POINT DE VUE. « Rassurer, clé de la croissance »
Selon le ministère de l’Économie, la consommation de carburants a reculé de 9 % en juillet par rapport à 2025, ce qui est beaucoup. Cet été, les Français ont continué d’adapter leurs déplacements au prix élevé des carburants. Comment ces prix à la pompe évolueront-ils demain ? Mystère.
Un facteur d’incertitude de plus dans une période qui n’en manque pas. Les aléas pèsent lourdement sur l’économie. Comment va évoluer la géopolitique ? Quel impact des canicules à répétition ? Quel argent mettre de côté pour protéger son logement contre la chaleur ? Un budget sera-t-il voté ? Les pensions seront-elles revalorisées ? Partout, le grand flou.
C’est une des raisons pour lesquelles les prévisions de croissance sont si difficiles à établir : l’horizon n’est pas clair et les inquiétudes dominent.
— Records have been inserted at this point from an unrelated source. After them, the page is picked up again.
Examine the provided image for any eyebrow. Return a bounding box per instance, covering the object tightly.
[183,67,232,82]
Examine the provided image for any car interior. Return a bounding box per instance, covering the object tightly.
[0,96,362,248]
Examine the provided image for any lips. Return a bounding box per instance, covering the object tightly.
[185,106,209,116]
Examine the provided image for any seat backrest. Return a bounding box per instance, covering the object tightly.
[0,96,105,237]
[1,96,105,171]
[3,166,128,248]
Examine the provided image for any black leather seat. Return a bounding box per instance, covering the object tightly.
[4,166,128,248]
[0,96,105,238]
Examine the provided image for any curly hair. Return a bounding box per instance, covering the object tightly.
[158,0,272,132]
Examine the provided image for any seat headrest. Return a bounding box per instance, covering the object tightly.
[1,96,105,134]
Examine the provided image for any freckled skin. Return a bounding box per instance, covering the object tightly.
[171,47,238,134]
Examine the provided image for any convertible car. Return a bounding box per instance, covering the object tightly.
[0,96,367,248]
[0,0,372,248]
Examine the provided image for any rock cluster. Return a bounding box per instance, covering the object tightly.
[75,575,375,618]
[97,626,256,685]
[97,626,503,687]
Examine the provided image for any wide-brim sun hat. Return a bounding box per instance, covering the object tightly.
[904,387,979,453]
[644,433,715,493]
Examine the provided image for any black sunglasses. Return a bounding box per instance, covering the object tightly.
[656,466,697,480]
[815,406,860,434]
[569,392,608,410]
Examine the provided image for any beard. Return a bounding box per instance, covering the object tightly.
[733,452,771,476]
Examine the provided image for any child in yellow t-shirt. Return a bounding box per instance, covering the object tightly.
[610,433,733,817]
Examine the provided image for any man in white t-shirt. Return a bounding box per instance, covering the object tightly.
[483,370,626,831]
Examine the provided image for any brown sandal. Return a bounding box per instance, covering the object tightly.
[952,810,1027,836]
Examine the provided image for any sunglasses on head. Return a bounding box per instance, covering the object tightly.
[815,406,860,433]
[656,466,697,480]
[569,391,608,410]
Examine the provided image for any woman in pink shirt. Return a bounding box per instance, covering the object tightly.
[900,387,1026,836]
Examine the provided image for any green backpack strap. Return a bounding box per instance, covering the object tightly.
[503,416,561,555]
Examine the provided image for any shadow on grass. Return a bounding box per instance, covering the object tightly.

Un matin, c’est la récession qui pointe son nez ; le lendemain, l’activité rebondit comme au deuxième trimestre (+ 0,2 %). La seule chose certaine est que flou rime avec mou, le scénario étant désormais celui d’une croissance à 0,7 % , du quasi-surplace.
Les entreprises ne sont pas les seules à s’interroger. Les ménages font aussi des arbitrages. Le niveau record du taux d’épargne illustre leurs doutes sur l’avenir. C’est notamment le cas des retraités, qui anticipent des mauvaises nouvelles sur leurs pensions. Mettre de côté est en réalité le réflexe de tout un pays, qui devine intuitivement que la situation catastrophique des finances publiques exigera des efforts.
Or, l’économie française est « sur le fil du rasoir », avertissait la semaine dernière, Gilles Moëc, le chef économique d’Axa, dans Les Échos . La faiblesse de la progression des salaires, qui découle de faibles gains de productivité, fait reposer sur la seule mobilisation de l’épargne une consommation qui est aujourd’hui très moyenne : nos achats, 46 milliards d’euros par mois, sont au même niveau que dans les années 2010.
La consommation déterminant l’emploi et les salaires, toute épargne supplémentaire nuit à la croissance. Ici, une parenthèse nécessaire : il est clair que nous devons consommer moins de produits qui réchauffent notre climat et davantage ceux qui nous aident à nous adapter à celui qui arrive. Les ventes de pompes à chaleur, de voitures électriques et même de climatiseurs, etc., ne doivent pas décroître mais croître.
La question clé est donc de redonner confiance pour que les Français tournent le dos à cette fuite excessive vers l’épargne . Le rôle des responsables politiques va être déterminant. Sur le budget 2027, vont-ils s’écharper et créer un stress inutile alors que chacun sait que la copie sera retouchée après mai ? Sont-ils capables d’un minimum de consensus ? L’enjeu est le même sur la présidentielle. La France a besoin de sérénité et de réponses calmes sur les revenus des classes populaires et moyennes, ses finances publiques, le défi climatique, l’éducation et la sécurité. Elle n’a pas besoin d’hystérie. Est-ce trop demander ? C’est possible.